From self-directed to networked-directed learning

Excerpted from George Siemens:

“Self-directed learning has a long research and philosophical tradition. Malcolm Knowles figures prominently in discussions, but roots go back to Dewey, and even further, to humanist philosophers.

While connectivism begins with the individual, it stresses the growth of connections and connectedness in learning and knowledge. Self-directed learning explains the attributes of learners who learn at their own pace and interest. Is that sufficient to describe our knowledge needs today? I don’t think so.

When faced with learning in complex environments, what we need is something more like network-directed learning – learning that is shaped, influenced, and directed by how we are connected to others. Instead of sensemaking in isolation, we rely on social, technological, and informational networks to direct our activities.

With MOOCs, we emphasize that early course experiences tend to be overwhelming and chaotic. After all, learners face hundreds of introductions, blogs posts, and reading resources, in addition to dozens of new tools and technologies. As the course progresses, small sub-networks form based on shared interests and goals. Learners also gather in various social spaces that we as facilitators don’t create (Facebook was common in CCK11 as was SecondLife) and in language specific forums – a key requirement with global courses.

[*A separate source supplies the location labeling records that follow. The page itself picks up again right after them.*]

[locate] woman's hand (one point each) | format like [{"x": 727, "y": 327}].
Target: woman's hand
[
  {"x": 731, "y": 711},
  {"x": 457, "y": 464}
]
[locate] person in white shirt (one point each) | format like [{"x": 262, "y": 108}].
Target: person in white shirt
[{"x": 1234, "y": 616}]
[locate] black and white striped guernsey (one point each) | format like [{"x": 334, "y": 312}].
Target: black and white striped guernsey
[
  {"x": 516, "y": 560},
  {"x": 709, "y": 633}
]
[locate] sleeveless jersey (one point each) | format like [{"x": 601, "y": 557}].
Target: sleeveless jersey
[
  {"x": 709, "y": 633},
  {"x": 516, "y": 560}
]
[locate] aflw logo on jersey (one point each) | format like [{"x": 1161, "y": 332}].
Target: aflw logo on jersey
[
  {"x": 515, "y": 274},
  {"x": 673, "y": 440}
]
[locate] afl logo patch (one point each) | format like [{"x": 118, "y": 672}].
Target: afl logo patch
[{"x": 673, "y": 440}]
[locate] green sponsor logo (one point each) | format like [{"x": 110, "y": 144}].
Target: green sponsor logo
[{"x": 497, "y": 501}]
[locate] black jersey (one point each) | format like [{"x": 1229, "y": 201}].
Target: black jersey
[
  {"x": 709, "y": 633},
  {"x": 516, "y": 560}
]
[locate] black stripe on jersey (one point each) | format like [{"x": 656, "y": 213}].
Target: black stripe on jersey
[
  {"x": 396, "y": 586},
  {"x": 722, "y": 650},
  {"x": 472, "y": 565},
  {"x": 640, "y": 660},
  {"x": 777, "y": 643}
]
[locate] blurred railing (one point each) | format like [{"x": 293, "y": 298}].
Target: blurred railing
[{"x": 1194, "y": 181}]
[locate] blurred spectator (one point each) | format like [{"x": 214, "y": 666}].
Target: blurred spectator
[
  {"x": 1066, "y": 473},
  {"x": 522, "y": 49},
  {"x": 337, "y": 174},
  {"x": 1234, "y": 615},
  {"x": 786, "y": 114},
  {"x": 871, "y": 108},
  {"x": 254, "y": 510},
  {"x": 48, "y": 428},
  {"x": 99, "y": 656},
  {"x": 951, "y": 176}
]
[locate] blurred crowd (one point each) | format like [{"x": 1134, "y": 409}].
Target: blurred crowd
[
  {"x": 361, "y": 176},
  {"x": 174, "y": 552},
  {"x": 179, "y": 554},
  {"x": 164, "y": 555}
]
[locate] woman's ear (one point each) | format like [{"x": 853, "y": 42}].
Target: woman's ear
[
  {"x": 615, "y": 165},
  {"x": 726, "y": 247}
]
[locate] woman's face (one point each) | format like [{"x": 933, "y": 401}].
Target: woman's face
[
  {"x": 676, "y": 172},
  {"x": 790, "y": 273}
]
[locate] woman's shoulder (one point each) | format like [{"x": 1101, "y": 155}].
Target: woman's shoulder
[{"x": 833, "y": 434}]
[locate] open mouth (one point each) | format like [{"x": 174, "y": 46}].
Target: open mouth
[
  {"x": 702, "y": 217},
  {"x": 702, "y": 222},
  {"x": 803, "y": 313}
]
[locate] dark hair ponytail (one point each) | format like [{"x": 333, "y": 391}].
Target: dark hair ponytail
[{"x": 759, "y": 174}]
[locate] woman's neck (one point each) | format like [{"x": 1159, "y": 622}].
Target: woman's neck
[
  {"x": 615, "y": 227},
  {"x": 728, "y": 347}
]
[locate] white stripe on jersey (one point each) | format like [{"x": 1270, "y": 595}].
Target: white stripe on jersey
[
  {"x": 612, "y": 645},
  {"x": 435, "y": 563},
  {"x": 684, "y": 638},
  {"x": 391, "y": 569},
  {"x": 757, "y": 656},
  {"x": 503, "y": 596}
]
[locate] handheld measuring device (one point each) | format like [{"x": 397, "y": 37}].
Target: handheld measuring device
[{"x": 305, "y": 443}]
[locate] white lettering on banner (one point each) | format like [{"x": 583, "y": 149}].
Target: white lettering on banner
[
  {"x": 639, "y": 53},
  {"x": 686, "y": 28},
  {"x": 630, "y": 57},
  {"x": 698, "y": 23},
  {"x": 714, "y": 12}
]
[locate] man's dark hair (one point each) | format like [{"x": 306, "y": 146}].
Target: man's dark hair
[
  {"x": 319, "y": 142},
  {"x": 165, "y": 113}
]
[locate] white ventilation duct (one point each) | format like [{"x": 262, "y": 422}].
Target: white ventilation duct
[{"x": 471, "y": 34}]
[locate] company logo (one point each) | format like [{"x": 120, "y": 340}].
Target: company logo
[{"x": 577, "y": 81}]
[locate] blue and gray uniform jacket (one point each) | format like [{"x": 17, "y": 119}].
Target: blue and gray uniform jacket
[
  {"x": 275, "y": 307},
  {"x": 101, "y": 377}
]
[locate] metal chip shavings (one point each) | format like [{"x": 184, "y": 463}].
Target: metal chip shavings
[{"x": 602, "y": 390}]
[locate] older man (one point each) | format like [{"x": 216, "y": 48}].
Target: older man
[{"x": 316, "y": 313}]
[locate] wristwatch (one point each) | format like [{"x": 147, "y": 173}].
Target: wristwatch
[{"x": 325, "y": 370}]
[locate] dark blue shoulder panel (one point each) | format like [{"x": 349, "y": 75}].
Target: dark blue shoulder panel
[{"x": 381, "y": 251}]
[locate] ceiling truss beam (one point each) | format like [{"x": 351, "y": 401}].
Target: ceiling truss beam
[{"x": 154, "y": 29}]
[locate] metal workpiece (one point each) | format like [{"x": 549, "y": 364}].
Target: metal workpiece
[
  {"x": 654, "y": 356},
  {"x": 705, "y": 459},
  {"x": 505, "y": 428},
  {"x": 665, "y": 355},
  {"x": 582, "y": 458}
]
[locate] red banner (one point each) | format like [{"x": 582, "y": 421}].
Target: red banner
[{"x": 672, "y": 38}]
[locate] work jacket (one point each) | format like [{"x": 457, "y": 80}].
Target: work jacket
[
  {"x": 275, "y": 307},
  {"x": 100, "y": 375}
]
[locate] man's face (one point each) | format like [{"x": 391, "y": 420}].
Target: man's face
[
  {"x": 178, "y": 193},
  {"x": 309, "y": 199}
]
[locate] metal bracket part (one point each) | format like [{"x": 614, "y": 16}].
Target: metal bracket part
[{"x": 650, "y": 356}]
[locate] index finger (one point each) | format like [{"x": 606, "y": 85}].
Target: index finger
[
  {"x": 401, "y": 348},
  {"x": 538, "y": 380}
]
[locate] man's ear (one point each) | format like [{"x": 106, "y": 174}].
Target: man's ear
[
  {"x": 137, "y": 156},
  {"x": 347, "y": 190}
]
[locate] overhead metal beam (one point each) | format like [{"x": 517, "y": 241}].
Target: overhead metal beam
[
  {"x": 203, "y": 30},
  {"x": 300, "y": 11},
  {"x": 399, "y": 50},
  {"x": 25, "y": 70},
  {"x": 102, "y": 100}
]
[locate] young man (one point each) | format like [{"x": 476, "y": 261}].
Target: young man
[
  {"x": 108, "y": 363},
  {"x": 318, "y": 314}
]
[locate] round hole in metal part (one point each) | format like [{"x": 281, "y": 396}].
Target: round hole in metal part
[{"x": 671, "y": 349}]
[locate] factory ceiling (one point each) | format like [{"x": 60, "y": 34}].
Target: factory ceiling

To address the information and social complexity of open courses, learners need to be network-directed, not self-directed learners. Social networks serve to filter and amplify important concepts and increase the diversity of views on controversial topics. This transition is far broader than only what we’ve experienced in open courses – the need for netwok-centric learning and knowledge building is foundational in many careers today. For example, the discovery of the corona virus (SARS) was achieved through a global distributed research network. New technologies are increasingly assemblies of innovations that often span millennia – a process that was wonderfully covered by William Rosen in The Most Powerful Idea in the World: A Story of Steam, Industry, and Invention . To be competent, to be creative, to be adaptable, requires that we are connected.

Most importantly network-directed learning is not a “crowd sourcing” concept. Crowd sourcing involves people creating things together. Networks involve connected specialization – namely we are intelligent on our own and we amplify that intelligence when we connect to others. Connectedness – in this light – consists of increasing, not diminishing, the value of the individual.”